Number of illnesses might have a low influence on risk score
Now lets see the distribution of income in low risk patients
Boxplot for Income Distribution for Low Risk Patients:
ggplot(low_risk, aes(y=income*100000)) +
geom_boxplot(fill="green", outlier.shape = NA) +
labs(title="Income Distribution for Low Risk Patients",
y="Annual Income in $",
x="")+
ylim(0,150000)+
theme_minimal()
Here you can see the distribution of the income in low risk patients.

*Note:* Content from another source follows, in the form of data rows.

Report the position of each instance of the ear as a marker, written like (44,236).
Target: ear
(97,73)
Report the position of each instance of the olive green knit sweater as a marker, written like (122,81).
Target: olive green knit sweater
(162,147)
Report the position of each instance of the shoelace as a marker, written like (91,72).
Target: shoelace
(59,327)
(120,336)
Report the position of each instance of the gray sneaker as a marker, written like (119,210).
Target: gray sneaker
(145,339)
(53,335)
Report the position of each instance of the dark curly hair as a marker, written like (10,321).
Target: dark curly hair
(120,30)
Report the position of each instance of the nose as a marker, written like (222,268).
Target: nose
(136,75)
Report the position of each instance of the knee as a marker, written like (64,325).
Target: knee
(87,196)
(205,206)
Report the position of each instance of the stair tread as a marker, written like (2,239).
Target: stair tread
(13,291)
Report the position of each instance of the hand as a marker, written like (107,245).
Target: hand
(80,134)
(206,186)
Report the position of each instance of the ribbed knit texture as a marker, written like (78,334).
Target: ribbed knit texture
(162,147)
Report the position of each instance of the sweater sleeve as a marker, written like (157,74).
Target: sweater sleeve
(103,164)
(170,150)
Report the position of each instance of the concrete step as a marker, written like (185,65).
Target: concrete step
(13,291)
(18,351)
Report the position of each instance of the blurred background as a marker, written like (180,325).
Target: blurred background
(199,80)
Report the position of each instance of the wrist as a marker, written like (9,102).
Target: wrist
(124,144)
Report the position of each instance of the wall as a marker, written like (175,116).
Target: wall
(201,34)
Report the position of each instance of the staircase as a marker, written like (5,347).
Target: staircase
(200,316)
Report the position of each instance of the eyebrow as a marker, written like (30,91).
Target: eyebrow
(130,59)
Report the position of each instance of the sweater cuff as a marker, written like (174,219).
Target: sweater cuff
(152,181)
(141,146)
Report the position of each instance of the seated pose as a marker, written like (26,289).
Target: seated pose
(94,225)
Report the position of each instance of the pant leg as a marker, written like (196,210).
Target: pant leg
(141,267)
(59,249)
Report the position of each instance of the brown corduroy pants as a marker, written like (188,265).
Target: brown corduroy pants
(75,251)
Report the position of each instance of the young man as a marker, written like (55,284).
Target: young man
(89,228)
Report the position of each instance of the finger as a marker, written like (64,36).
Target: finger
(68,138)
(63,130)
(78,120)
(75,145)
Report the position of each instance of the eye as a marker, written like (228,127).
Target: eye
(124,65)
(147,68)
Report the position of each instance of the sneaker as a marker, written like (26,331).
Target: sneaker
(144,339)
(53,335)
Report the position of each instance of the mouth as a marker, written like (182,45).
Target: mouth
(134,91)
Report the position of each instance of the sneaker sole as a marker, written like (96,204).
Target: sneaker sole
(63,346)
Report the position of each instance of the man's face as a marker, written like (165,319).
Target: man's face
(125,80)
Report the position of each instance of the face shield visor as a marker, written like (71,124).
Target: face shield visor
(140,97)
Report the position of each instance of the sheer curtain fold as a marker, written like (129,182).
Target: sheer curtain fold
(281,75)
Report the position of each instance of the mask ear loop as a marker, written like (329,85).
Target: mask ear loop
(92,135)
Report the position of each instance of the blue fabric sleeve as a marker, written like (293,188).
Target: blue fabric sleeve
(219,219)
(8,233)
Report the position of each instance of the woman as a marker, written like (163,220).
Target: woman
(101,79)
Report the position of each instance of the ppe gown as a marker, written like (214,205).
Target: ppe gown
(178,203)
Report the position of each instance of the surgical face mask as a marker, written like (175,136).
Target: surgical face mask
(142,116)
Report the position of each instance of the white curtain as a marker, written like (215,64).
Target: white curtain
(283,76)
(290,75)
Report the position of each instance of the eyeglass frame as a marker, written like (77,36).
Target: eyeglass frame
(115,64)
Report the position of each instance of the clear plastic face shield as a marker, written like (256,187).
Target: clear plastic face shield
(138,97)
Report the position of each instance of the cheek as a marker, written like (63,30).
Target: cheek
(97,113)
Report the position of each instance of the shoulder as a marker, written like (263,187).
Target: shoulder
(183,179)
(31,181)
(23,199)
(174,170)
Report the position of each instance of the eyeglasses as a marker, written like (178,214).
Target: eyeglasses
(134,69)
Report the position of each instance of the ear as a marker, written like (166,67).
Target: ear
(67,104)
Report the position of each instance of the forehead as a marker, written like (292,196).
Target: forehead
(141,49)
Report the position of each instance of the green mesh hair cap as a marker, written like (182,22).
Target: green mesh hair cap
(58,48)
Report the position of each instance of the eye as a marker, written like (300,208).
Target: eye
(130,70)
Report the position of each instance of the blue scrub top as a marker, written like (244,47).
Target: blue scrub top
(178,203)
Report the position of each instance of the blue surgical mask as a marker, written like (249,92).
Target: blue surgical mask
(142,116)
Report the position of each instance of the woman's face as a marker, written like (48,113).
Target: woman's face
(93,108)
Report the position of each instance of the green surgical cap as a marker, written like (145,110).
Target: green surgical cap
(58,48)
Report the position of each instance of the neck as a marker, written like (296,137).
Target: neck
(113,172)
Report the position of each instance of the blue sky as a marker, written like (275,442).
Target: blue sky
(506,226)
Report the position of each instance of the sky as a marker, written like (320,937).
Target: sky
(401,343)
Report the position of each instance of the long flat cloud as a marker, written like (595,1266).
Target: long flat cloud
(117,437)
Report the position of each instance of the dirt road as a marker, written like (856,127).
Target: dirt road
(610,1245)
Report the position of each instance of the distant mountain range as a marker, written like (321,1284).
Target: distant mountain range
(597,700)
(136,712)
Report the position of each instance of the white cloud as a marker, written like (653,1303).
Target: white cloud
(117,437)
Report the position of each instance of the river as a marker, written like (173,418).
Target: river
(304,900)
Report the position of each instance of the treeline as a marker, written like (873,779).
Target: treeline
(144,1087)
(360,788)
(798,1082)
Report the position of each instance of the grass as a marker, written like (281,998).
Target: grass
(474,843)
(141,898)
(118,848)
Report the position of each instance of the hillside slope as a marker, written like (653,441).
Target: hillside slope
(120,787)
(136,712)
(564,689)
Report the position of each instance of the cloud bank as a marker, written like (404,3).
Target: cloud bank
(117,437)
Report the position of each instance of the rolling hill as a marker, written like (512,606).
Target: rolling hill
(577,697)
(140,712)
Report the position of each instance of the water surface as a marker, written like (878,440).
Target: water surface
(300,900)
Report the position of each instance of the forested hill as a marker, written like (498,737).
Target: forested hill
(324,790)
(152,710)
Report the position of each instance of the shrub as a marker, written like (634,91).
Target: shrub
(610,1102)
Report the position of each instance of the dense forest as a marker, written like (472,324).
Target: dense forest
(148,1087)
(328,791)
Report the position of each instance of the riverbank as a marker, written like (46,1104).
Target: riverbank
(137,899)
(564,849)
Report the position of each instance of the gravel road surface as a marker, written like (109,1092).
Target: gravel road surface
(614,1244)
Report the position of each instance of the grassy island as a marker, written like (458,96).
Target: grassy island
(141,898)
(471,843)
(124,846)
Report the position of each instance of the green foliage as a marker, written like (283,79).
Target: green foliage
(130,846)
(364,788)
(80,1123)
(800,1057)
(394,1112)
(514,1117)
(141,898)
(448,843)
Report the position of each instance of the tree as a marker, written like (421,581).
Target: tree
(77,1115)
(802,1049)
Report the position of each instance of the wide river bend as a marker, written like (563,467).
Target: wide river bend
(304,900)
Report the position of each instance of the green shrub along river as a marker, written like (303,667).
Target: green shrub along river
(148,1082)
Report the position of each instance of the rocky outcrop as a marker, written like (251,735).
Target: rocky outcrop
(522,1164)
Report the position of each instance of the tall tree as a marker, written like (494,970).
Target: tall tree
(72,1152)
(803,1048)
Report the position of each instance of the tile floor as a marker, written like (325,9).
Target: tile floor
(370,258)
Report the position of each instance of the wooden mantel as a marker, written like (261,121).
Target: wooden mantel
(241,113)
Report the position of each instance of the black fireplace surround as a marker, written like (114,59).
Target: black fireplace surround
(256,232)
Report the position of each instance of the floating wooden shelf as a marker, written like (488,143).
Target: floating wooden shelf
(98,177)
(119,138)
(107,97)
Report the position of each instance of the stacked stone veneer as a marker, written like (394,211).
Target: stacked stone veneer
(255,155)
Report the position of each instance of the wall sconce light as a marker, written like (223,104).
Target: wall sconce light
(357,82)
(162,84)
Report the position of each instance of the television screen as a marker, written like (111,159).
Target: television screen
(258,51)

When examining the types of health insurance, the analysis revealed that people with Medicare visit doctors more frequently than those with private insurance or Medicaid. This makes sense since Medicare patients are older and older adults generally visit the doctor more frequently. This led to a further investigation into the private insurance subgroup, where a risk score was calculated for each patient based on their age, income, and the number of illnesses.
Dividing the private insurance patients into low and high-risk groups based on the calculated risk score, various insights were derived. Firstly, the age distribution among lower-risk private insurance patients was more spread out compared to the high-risk group, where younger patients predominated. Interestingly, despite being classified as low-risk, these patients might have more illnesses, indicating that the number of illnesses has less influence on the risk score.
In conclusion, this analysis provides valuable insights into the relationship between different health insurance types, patient characteristics, and their associated risk levels. However, it also reveals areas for future investigations such as refining the risk calculation method and exploring why younger patients are more likely to fall into the high-risk group.